É uma das partes favoritas da pseudociência de Hollywood: os seres humanos usam apenas 10% do seu cérebro, e acordando os restantes 90% supostamente adormecidos – permite aos seres humanos comuns exibirem capacidades mentais extraordinárias. Em Phenomenon (1996), John Travolta ganha a capacidade de prever os terramotos e aprende instantaneamente línguas estrangeiras. Scarlett Johansson torna-se um mestre de artes marciais super-poderoso em Lucy (2014). E em Limitless (2011) Bradley Cooper escreve um romance durante a noite.
Este projecto pronto para filmes de fantasia é também um favorito entre o público em geral. Num inquérito, 65% dos inquiridos concordaram com a afirmação: “As pessoas utilizam apenas 10% do seu cérebro diariamente”. Mas a verdade é que usamos todo o nosso cérebro o tempo todo.
Como é que sabemos? Para começar, se precisássemos apenas de 10% do nosso cérebro, a maioria dos danos cerebrais não teria consequências discerníveis, uma vez que os danos afectariam partes do cérebro que não estavam a fazer nada para começar. Sabemos também que a selecção natural desencoraja o desenvolvimento de estruturas anatómicas inúteis: os primeiros seres humanos que dedicaram escassos recursos físicos ao crescimento e manutenção de enormes quantidades de tecido cerebral em excesso teriam sido derrotados por aqueles que gastaram esses preciosos recursos em coisas mais necessárias para a sobrevivência e o sucesso reprodutivo. Sistemas imunitários mais duros, músculos mais fortes, cabelo mais bonito – quase tudo seria mais útil do que ter uma cabeça cheia de tecido inerte.
P>Pomos capazes de apoiar estas conclusões lógicas com provas concretas. Técnicas de imagem, tais como a tomografia por emissão de positrões (PET) e a ressonância magnética funcional (fMRI), permitem aos médicos e cientistas mapear a actividade cerebral em tempo real. Os dados mostram claramente que grandes áreas do cérebro – mais de 10 por cento – são utilizadas para todo o tipo de actividade, desde tarefas aparentemente simples como descansar ou olhar para imagens até tarefas mais complexas como ler ou fazer contas. Os cientistas ainda não encontraram uma área do cérebro que não faça nada.
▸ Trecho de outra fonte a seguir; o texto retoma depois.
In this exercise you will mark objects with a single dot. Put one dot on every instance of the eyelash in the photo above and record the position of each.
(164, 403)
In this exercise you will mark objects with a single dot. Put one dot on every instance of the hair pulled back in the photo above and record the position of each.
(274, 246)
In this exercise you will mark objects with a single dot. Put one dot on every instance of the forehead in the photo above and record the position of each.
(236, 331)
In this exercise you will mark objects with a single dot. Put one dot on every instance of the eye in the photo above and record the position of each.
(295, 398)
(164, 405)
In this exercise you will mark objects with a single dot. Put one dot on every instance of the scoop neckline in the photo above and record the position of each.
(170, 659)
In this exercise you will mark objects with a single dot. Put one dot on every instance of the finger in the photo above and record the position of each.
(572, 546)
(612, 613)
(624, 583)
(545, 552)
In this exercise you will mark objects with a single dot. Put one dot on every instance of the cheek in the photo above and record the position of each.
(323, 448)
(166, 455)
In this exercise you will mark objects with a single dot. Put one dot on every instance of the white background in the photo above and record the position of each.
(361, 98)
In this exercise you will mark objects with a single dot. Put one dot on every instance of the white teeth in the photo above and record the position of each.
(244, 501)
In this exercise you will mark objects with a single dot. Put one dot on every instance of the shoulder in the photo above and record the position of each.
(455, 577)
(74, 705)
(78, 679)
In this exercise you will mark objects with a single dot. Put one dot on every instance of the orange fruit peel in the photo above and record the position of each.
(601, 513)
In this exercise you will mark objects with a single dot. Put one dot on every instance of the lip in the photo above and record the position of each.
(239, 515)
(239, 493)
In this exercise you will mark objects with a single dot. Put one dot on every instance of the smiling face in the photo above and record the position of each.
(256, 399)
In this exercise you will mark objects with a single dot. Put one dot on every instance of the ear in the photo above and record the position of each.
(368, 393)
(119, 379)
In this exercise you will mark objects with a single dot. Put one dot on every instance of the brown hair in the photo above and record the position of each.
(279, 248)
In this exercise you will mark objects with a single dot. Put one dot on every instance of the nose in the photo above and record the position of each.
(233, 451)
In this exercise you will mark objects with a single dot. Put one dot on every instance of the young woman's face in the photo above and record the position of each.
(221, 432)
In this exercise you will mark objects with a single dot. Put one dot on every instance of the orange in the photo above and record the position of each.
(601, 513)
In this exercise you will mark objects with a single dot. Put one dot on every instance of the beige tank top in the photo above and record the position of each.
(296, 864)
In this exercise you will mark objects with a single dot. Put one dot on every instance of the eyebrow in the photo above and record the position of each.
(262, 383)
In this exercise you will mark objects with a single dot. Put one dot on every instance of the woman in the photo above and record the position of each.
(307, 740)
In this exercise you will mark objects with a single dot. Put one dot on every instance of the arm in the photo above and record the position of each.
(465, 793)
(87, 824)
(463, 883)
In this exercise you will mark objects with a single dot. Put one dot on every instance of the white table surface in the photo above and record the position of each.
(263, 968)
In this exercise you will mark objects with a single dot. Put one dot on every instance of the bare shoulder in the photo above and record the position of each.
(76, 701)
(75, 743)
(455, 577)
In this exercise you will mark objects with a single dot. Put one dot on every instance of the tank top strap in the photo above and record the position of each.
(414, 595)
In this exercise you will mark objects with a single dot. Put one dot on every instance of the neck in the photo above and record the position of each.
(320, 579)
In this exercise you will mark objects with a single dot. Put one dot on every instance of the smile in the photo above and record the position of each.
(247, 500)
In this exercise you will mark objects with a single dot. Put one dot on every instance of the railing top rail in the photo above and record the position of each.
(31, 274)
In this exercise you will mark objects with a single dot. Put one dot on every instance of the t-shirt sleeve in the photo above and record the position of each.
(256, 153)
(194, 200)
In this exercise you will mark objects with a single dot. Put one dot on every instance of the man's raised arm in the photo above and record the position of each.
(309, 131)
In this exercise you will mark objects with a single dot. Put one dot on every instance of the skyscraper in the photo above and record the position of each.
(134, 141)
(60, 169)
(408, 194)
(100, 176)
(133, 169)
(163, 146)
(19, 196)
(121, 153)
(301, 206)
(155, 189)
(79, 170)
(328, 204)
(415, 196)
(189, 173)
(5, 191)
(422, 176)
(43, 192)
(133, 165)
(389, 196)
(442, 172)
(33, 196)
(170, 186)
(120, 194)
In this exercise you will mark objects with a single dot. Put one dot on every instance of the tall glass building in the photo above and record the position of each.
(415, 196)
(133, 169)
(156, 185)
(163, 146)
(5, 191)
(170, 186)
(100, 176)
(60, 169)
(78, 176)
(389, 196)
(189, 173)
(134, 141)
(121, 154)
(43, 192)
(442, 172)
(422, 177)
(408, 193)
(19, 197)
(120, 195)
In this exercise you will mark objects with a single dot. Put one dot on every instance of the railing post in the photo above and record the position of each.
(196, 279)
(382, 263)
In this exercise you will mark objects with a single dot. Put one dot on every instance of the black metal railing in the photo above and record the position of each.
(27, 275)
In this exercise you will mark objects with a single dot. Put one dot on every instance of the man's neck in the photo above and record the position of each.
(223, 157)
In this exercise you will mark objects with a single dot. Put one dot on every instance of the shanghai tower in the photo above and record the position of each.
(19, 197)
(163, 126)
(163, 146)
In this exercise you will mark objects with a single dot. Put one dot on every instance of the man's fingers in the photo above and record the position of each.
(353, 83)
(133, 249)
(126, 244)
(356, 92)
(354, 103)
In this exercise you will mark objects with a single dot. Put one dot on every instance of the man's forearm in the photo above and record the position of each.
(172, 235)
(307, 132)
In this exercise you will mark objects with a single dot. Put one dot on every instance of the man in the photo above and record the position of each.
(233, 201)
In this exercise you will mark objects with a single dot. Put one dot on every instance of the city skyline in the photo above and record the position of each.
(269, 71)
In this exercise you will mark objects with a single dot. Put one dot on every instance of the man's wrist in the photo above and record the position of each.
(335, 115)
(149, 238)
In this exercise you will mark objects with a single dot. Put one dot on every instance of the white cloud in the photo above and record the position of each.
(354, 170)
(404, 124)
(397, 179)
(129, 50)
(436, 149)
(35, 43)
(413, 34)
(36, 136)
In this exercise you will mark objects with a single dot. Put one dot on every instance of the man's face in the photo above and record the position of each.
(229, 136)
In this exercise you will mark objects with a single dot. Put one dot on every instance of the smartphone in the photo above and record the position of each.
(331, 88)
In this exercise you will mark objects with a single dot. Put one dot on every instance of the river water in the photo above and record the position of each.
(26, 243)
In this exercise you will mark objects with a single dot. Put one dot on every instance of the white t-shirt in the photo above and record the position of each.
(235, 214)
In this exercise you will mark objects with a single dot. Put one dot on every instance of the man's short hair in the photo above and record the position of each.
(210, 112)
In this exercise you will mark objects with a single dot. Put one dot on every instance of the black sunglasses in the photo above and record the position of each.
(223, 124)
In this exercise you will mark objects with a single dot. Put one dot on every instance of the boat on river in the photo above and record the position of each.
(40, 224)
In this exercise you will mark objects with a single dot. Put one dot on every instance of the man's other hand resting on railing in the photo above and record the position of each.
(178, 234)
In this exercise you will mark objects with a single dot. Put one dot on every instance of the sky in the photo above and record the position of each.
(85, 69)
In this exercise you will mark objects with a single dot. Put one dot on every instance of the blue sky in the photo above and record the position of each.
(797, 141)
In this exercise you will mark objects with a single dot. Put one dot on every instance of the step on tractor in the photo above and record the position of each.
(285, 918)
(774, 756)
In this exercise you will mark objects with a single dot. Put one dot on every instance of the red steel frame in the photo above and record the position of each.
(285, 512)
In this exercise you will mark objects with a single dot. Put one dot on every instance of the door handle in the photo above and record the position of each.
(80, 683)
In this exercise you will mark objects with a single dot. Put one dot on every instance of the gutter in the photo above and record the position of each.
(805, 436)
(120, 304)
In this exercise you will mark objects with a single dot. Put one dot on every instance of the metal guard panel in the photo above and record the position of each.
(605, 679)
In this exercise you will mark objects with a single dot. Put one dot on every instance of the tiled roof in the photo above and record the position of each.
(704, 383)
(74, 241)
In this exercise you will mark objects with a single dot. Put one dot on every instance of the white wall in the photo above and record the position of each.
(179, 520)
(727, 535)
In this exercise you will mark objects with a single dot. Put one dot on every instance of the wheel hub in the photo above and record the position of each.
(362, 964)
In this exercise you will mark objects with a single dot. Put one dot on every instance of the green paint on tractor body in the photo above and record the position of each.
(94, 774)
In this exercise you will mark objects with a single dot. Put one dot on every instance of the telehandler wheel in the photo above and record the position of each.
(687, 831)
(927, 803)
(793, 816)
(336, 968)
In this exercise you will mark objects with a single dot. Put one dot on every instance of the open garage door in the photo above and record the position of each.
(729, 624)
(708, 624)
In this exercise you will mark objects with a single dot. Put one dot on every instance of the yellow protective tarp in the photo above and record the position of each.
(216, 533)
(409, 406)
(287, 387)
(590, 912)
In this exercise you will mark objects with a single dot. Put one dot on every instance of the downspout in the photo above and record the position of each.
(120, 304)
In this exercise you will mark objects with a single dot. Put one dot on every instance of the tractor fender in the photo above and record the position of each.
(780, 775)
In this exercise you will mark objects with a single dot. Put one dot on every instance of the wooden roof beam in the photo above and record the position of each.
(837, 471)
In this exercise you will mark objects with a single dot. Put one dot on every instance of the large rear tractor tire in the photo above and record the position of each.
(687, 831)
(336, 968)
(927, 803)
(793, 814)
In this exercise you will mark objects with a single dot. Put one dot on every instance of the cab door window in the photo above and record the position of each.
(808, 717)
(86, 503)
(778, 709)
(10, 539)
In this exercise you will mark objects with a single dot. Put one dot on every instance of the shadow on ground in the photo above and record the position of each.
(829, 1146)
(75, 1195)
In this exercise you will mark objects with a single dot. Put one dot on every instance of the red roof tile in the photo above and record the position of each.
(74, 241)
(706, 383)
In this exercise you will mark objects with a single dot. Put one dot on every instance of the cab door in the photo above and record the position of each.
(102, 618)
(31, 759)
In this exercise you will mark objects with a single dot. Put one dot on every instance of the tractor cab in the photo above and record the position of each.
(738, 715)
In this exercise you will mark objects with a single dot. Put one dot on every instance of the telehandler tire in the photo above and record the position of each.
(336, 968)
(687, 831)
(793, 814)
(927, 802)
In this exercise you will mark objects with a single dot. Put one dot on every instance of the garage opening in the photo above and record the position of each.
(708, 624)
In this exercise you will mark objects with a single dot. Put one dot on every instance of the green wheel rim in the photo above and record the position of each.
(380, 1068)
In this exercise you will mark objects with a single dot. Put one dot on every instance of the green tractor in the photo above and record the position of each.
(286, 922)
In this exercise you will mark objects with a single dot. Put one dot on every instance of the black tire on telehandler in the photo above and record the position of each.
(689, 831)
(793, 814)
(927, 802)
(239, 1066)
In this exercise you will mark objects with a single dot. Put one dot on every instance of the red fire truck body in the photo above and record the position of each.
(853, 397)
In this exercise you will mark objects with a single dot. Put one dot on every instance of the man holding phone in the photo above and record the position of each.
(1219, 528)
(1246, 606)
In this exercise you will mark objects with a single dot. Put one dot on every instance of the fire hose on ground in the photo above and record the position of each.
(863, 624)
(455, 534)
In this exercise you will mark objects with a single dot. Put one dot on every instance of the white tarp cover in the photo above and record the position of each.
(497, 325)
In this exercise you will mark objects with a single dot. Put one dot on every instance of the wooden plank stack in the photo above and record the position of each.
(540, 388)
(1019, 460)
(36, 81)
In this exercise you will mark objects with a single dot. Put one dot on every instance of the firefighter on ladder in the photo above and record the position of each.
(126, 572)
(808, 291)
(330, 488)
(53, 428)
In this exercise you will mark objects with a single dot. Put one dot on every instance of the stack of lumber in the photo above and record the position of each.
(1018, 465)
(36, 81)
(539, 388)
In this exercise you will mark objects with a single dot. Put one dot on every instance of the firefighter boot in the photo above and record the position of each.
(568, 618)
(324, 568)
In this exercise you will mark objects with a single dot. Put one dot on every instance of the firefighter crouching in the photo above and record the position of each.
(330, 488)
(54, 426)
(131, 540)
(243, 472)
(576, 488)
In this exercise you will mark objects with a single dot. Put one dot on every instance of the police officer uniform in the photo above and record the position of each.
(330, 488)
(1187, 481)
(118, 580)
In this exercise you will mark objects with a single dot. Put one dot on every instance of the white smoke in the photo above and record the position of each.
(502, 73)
Então como é que chegámos a acreditar que 90 por cento do nosso cérebro é inútil? O mito é muitas vezes incorrectamente atribuído ao psicólogo William James do século XIX, que propôs que a maior parte do nosso potencial mental fica inexplorado. Mas ele nunca especificou uma percentagem. Albert Einstein – um íman para a atribuição incorrecta de citações – também foi considerado responsável. Na realidade, o conceito mais provável veio da indústria americana de auto-ajuda. Uma das primeiras menções aparece no prefácio do mega best-seller de Dale Carnegie 1936, How to Win Friends and Influence People. A ideia de que aproveitámos apenas uma fracção do potencial total do nosso cérebro tem sido um ponto de partida para gurus motivadores, hucksters da Nova Era, e argumentistas sem inspiração desde então.
Obviamente, esta é uma má notícia para qualquer pessoa que espera encontrar o segredo para se tornar um génio da noite para o dia. A boa notícia, no entanto, é que o trabalho árduo ainda funciona. Há muitas razões para acreditar que se pode desenvolver o cérebro trabalhando regularmente em tarefas mentais desafiantes, tais como tocar um instrumento musical, fazer aritmética, ou ler um romance.